We then go through 8 months of wondering who that was.

Come last Sunday we find out who it was. That gory scene was NOT MY PROBLEM at all. I’m not that freaked out by violence and gore. My problem was was that a whole 1 hour episode was built around that. Scene after scene of Negan explaining to Rick that Rick is now his man. Negan breaking down Rick and then turning on the rest of Team Rick. Rick and Team Rick all crying, bleeding, and being sad. Now, I get it, what was happening was sad and horrifying. I got that LAST YEAR when we showed it for 30 minutes. 10 minutes in to this new episode (and we have not yet seen who got killed BTW) we are still being shown how scared and sad Rick and everyone was. I was solid on that. 60 minutes in I was bored and did not care anymore as we got zero forward progression. Just sadness and misery.


On top of all that it felt a bit pandering, a little too engineered and not organic at all. Like a new bar opening and billing itself as a dive bar. The Walking Dead just spent 8 months showing me 90 minutes of misery and sadness. As an ex-friend once said, “They are shitting in your brain.”

Unlike many others though I will not say “I am done…”.  I have said that with Game of Thrones and other shows but I never make a big production of it. I just quit watching and if asked I answer honestly. I’ve never identified as an advocate of those shows though and TWD is part of my identity and fandom.
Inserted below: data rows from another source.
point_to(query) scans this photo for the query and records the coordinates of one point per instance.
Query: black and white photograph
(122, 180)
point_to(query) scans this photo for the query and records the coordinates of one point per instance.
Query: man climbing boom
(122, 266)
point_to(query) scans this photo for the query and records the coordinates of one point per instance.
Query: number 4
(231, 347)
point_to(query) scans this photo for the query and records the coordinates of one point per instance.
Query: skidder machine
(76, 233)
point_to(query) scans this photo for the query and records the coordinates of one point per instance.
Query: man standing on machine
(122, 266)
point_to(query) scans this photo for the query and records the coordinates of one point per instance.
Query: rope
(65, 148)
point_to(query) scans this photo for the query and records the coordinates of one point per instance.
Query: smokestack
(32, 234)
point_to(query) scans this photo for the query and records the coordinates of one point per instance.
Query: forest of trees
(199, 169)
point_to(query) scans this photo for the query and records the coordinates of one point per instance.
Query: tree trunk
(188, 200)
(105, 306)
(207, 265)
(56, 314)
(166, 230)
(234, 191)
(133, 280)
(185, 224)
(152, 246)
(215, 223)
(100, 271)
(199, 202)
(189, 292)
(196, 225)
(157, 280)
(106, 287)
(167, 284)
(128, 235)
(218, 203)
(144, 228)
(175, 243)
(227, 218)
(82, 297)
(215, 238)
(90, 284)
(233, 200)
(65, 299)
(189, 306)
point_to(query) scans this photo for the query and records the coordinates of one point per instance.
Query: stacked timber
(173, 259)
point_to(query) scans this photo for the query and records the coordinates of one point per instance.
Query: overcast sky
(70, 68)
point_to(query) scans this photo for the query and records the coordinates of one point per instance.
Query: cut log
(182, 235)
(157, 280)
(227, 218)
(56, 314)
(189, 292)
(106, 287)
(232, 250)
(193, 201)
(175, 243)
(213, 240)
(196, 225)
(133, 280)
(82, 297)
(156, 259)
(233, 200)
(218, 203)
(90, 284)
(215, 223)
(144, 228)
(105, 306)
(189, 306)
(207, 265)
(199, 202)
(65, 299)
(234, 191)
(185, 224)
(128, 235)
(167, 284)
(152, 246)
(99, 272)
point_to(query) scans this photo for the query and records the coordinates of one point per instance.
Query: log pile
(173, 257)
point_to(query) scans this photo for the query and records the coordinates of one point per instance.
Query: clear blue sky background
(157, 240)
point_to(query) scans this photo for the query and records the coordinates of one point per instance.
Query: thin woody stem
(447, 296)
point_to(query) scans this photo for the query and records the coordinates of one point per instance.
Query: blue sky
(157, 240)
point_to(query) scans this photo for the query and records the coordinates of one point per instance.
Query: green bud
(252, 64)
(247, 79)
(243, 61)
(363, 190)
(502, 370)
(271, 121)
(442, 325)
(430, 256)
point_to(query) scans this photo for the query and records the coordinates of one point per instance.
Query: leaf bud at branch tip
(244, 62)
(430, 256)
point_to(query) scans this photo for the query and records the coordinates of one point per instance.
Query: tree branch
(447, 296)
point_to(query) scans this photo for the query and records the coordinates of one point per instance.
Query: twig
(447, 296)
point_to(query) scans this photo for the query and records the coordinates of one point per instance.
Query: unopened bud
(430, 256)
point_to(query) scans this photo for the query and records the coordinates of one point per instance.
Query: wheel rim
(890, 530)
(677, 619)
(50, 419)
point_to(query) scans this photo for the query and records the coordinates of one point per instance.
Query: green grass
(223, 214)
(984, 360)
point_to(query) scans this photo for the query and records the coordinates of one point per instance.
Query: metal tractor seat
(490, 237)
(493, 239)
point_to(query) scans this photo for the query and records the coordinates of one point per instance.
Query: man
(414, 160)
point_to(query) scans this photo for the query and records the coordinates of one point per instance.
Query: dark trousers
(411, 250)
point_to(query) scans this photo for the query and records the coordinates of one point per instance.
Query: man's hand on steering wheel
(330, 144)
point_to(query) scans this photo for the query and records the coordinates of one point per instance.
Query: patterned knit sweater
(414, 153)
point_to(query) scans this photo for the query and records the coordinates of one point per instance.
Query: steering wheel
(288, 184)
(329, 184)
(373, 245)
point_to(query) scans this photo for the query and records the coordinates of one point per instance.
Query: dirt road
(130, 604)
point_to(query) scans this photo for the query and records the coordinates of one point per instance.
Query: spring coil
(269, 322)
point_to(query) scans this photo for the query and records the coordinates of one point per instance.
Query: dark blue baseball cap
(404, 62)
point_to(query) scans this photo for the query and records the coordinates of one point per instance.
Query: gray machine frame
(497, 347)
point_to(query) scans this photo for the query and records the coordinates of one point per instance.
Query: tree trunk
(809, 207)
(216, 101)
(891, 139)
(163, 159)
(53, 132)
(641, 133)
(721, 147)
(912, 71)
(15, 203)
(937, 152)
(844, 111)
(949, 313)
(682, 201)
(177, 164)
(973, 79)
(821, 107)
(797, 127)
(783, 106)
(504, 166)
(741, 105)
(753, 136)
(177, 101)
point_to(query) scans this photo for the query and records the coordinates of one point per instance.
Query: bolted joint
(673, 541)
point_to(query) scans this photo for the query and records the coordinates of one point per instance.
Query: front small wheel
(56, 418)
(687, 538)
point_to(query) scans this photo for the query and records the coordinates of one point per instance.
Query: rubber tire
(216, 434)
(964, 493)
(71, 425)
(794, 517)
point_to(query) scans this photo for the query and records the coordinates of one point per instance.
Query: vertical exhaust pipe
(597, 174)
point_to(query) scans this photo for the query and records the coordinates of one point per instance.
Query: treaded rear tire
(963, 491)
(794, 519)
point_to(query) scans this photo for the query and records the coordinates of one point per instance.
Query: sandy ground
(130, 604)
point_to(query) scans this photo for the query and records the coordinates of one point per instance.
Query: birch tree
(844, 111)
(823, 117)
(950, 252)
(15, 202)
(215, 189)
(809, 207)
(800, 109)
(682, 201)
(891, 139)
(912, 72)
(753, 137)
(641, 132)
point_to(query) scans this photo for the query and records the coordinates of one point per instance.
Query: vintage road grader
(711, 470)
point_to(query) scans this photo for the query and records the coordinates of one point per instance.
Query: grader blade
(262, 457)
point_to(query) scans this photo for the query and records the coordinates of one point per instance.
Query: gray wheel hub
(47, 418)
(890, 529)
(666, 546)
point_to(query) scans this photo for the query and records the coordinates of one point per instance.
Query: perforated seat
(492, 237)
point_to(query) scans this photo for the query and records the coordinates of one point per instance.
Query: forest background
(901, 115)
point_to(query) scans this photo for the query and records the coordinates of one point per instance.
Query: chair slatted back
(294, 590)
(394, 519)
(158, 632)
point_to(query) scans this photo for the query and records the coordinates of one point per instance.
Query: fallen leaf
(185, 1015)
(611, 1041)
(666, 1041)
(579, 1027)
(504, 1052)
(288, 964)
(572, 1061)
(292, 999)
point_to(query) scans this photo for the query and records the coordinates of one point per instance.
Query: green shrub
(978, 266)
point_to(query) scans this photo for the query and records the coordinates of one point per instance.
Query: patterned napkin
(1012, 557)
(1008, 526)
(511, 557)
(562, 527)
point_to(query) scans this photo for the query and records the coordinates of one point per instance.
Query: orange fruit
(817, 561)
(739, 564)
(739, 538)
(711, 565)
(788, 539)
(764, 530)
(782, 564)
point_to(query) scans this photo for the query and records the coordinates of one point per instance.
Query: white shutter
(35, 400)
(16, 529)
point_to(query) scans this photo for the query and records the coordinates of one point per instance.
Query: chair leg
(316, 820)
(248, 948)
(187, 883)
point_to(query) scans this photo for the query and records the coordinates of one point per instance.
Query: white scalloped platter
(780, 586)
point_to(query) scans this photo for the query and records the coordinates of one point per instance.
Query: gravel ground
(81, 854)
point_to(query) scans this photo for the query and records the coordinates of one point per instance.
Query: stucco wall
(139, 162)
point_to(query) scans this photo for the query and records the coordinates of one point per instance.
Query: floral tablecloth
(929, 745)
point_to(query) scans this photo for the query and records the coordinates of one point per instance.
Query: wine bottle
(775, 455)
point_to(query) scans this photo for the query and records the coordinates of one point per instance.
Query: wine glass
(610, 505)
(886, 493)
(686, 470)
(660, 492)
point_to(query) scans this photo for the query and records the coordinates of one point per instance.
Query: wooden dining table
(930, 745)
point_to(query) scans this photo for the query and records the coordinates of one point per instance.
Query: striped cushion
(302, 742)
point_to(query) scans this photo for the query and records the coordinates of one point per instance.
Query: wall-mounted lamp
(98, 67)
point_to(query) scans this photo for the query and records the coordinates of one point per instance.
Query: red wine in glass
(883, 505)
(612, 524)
I am not the targeted TV audience nor have I ever been. I am now seeing the comic audience and TV audience, though with some cross-over, are not the same. I’m going to keep going but maybe not the event TV it was for me. Maybe I’ll catch up later when I can marathon (and fast forward) through hours of the series.

The comic book is awesome though so any loss is not a sting. I got the original still. The time jump? Carl being all grown up and getting chicks. Negan a good guy? People saying, “I heard Rick and Andrea beat a gang of cannibals to death with Rick’s chopped off hand!”. Psychological evolution in a zombie – post apocalyptic world and whole sociological orders based off that.